He chuckled. She had done so well, his bright little girl. He had always hoped, when she expressed a desire to join the family business, so to speak, that she would forsake Pediatrics and Psychiatry in favor of Nephrology, or maybe even just Infectious Disease. But she went and picked something totally different, in usual Sairah style.

"Sai…" Her head snapped up at the tone of his voice. "How have you been, kid? I mean how have they been?"

"The years, you mean? Just as fabulous as yours seem to have been," she said, laughing.

"Do I look that bad?"

"You're still thirty five in my head, PG." He laughed at the familiar nickname and his face softened. "Dare I ask," she questioned, pointing to his cane.

"Infarction, rectus femoris, vastus intermedialis, parts of medialis and lateralis." Her brows furrowed in thought before it dawned on her.

"You wouldn't let them amputate."

"Sairah."

"I wouldn't have either." That stopped all the thoughts in his head and the scolding he was about to dish out.
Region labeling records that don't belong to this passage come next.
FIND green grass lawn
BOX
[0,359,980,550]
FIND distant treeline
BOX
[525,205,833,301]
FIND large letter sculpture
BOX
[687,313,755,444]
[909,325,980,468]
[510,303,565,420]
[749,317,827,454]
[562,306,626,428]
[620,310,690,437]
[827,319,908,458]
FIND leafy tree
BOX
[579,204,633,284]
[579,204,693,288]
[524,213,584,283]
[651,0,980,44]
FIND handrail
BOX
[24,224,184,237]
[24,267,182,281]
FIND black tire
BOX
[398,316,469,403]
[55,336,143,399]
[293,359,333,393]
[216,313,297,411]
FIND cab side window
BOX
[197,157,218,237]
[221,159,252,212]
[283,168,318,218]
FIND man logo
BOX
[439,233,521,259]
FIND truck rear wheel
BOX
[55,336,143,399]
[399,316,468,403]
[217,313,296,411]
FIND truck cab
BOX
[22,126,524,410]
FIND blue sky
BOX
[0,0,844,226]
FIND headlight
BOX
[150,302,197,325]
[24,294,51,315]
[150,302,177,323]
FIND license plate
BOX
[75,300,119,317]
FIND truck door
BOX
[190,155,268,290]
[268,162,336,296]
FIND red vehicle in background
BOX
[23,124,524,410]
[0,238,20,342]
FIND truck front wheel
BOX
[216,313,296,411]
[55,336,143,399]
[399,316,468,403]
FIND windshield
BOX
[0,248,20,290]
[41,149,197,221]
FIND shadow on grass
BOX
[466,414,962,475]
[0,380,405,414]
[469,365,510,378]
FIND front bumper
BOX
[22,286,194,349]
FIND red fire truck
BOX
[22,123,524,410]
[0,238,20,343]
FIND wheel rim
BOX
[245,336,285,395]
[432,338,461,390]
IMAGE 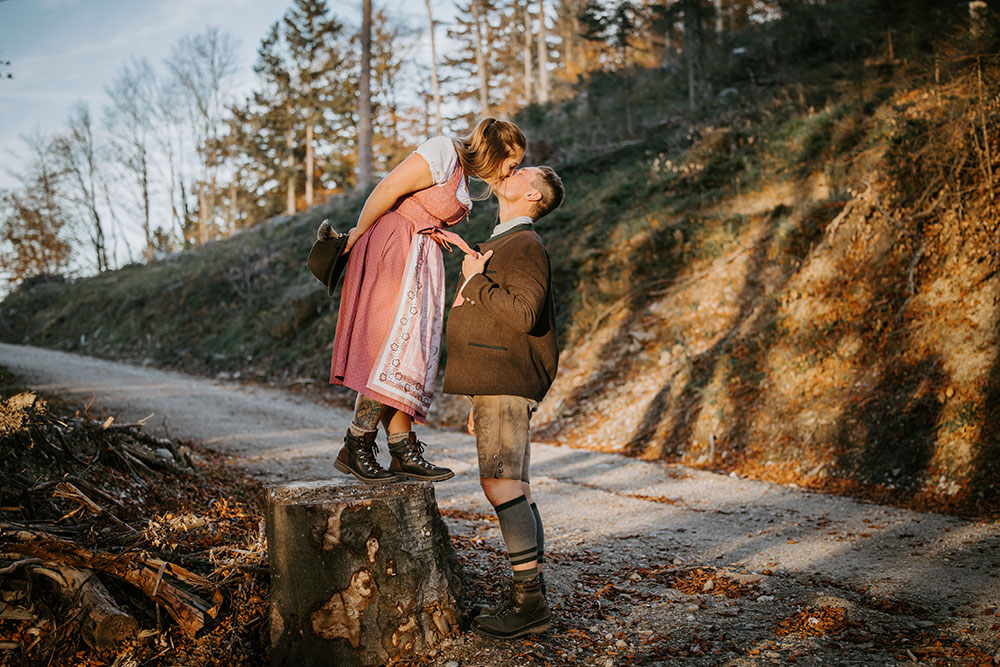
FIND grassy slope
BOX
[0,14,1000,509]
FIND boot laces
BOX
[493,581,517,617]
[361,442,378,466]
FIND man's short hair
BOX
[529,167,563,220]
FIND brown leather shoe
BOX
[472,577,552,639]
[333,431,399,484]
[389,431,455,482]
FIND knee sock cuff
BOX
[493,495,528,512]
[348,422,378,438]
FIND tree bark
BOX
[358,0,372,190]
[538,0,549,104]
[266,481,462,667]
[425,0,444,136]
[33,564,139,651]
[306,119,314,206]
[0,524,222,637]
[524,0,535,104]
[285,108,295,215]
[681,0,711,112]
[469,0,490,116]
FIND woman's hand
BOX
[462,250,493,279]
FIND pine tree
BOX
[284,0,347,206]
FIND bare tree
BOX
[104,59,156,262]
[166,26,238,243]
[425,0,444,135]
[0,133,71,282]
[154,79,191,245]
[680,0,712,111]
[469,0,490,116]
[538,0,549,104]
[522,0,535,104]
[357,0,372,190]
[53,102,111,273]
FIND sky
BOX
[0,0,454,188]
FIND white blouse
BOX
[415,137,472,209]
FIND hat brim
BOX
[306,234,347,296]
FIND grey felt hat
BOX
[306,230,347,296]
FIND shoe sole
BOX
[472,618,552,639]
[333,460,400,484]
[389,470,455,482]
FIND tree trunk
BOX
[33,563,139,651]
[469,0,490,116]
[523,0,535,104]
[538,0,549,104]
[358,0,372,190]
[285,115,295,215]
[682,0,710,112]
[425,0,444,136]
[266,481,462,667]
[306,119,314,206]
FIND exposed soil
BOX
[0,345,1000,667]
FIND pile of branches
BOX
[0,384,267,666]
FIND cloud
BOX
[38,0,80,9]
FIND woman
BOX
[321,118,526,482]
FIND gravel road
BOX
[0,344,1000,667]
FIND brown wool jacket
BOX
[444,224,559,401]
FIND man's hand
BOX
[316,220,336,241]
[462,250,493,280]
[340,227,361,255]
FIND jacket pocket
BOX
[469,343,507,352]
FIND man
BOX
[444,167,563,638]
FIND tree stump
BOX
[266,481,462,667]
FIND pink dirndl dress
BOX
[330,159,471,423]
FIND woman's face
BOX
[489,148,524,188]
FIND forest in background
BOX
[0,0,1000,514]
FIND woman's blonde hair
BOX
[453,118,528,190]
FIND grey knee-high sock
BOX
[531,503,545,571]
[494,496,538,581]
[350,393,386,437]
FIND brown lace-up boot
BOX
[389,431,455,482]
[333,431,399,484]
[472,577,551,639]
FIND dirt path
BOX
[0,344,1000,667]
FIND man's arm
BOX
[462,241,549,333]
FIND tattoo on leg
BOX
[351,394,386,431]
[379,405,397,433]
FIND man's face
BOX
[497,167,542,202]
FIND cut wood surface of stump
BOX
[266,481,462,667]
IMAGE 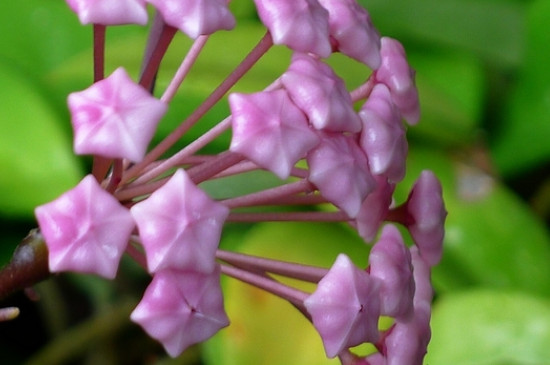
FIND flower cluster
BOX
[35,0,446,364]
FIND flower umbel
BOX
[28,0,446,364]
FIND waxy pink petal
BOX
[281,53,361,133]
[319,0,381,69]
[146,0,235,39]
[304,254,380,358]
[254,0,332,57]
[369,224,415,320]
[35,175,134,279]
[407,170,447,266]
[229,90,319,179]
[130,267,229,357]
[68,68,167,162]
[131,169,229,273]
[66,0,148,25]
[375,37,420,125]
[307,133,376,218]
[355,176,395,242]
[359,84,409,183]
He swiveled to move out of his chair and limp into the balcony.

He tilted his head without looking back and waited until she was resting her lower arms on the banister next to him.

"You remember Stacy don't you?" His lips quirked at the immediate expression of distaste that had settled on her face.

"Yeah," she said.

"I thought you liked her…"

"I was nice because I had to be. I hated the Southern belle act, I hated the hair, and mostly, I hated that you didn't visit nearly as often, and when you did, it was like a top secret mission."

"Was not…"

"Was too!"

"I did visit just as much, kid, she came with me."

"Excuse me if those don't count in my mind." He smiled before straightening and setting a hand on her head.

"I'm…" She smiled, letting his hand travel down her head. He tried to communicate that he was sorry, that he regretted not spending alone time with her (post-Stacy) so much over the years. What he ended up doing was stepping closer and wrapping an arm around her, kissing the top of her head.

"Forgiven." He marveled at her ability to read him, and smiled, knowing that even though she thought she had forgiven him, it would resurface, if genetics were anything to go by. Alia Khan had been a champion grudge holder.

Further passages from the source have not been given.